Nemo’s nail-biting scramble
Fuudo found himself in Top 8 once again for the CPT’s Asian Regional Finals the very next day, facing the likes of Fujimura’s Ibuki and Naoki “Nemo” Nemoto’s Urien. Much like the Premier’s Top 8 bracket, the Regional Finals saw equally impressive character diversity, with BAM 11 champion Masahiro “Machabo” Tominaga making a serious splash in the competition with his Necalli.

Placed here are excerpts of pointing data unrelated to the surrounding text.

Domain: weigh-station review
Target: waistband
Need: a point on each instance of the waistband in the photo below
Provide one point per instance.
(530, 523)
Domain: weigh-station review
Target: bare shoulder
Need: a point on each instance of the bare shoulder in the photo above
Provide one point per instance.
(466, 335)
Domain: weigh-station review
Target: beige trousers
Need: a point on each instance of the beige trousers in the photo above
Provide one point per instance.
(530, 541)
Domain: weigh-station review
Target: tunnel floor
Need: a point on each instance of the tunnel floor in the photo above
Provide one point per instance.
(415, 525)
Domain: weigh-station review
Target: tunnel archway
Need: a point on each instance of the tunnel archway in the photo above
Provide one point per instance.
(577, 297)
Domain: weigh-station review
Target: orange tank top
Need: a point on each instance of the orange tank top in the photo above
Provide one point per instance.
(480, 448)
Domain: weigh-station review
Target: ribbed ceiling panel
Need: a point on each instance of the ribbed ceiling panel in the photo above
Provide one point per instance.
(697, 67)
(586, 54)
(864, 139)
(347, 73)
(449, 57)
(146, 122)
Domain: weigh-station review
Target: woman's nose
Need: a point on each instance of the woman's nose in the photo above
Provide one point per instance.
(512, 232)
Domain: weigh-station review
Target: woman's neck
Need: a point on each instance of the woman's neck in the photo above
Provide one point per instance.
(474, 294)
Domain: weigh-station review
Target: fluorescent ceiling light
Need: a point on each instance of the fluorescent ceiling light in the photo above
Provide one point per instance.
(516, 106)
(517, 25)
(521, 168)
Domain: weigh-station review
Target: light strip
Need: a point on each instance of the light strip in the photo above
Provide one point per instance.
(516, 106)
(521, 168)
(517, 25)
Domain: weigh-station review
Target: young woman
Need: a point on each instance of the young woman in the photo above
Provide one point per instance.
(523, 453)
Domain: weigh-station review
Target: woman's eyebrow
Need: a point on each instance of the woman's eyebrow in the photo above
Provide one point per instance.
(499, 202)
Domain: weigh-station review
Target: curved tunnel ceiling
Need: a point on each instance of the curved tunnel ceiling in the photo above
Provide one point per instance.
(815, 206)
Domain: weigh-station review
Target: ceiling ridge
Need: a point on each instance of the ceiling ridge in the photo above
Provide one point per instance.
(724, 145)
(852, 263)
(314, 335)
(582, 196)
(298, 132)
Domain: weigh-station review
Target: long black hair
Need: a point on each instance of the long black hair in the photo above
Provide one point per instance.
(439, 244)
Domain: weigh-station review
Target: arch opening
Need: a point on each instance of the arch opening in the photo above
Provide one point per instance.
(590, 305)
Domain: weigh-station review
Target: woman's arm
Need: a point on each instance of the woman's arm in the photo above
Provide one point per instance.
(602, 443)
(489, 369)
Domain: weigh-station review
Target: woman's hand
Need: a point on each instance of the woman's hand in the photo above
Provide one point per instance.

However, unlike the Open Premier, Tokido managed to fight his way up to Top 8 in Losers’ side for a nail-biting match against Nemo. Their second-game scramble stands as one of the weekend’s best highlights, with Tokido ultimately emerging the victor in spite of Nemo’s stellar defense.
“I’ll finish this in no time!”
That wasn’t the only notable moment from the weekend, either: Tokido found himself facing off with Fuudo in the Losers’ Final, resulting in a jaw-dropping Double KO in their third game. With Tokido having taken the previous round, he ended up winning the match, later taking the set 3-2 to land Fuudo in third place – just as he’d placed, last year.
This meant that Tokido would face off against Fujimura in the Grand Final, who is known for his near-mechanical precision with Ibuki that scored him a first-place win at Taipei Major earlier this year. Despite Tokido’s impressive run in Losers’ side, Fujimura didn’t allow him to reset the bracket, taking the win 3-2 after the “murderface” made a major comeback that appeared to give him the edge.
The season countdown
This marks Fujimura’s second major win of the season and Fuudo’s first (in the Open Tournament), netting him 700 points on the Global Leaderboard. With a weekend packed full of nonstop competition, Fujimura and Fuudo’s victories ended just the first of three Regional Finals events this month: with EGX’s European Regional Final and First Attack’s Latin America Regional Finals coming up fast, there are still two spots left to fill for Street Fighter’s World Warriors.
As Capcom Cup approaches, the stakes are getting higher than ever. Who will switch up the Global Rankings in the coming months? Who will take the upcoming Regional Finals to earn their place in the Top 32? Time is counting down quickly, and with just three months ahead of the Cup in December, players across the globe are gearing up for the season’s final showdown.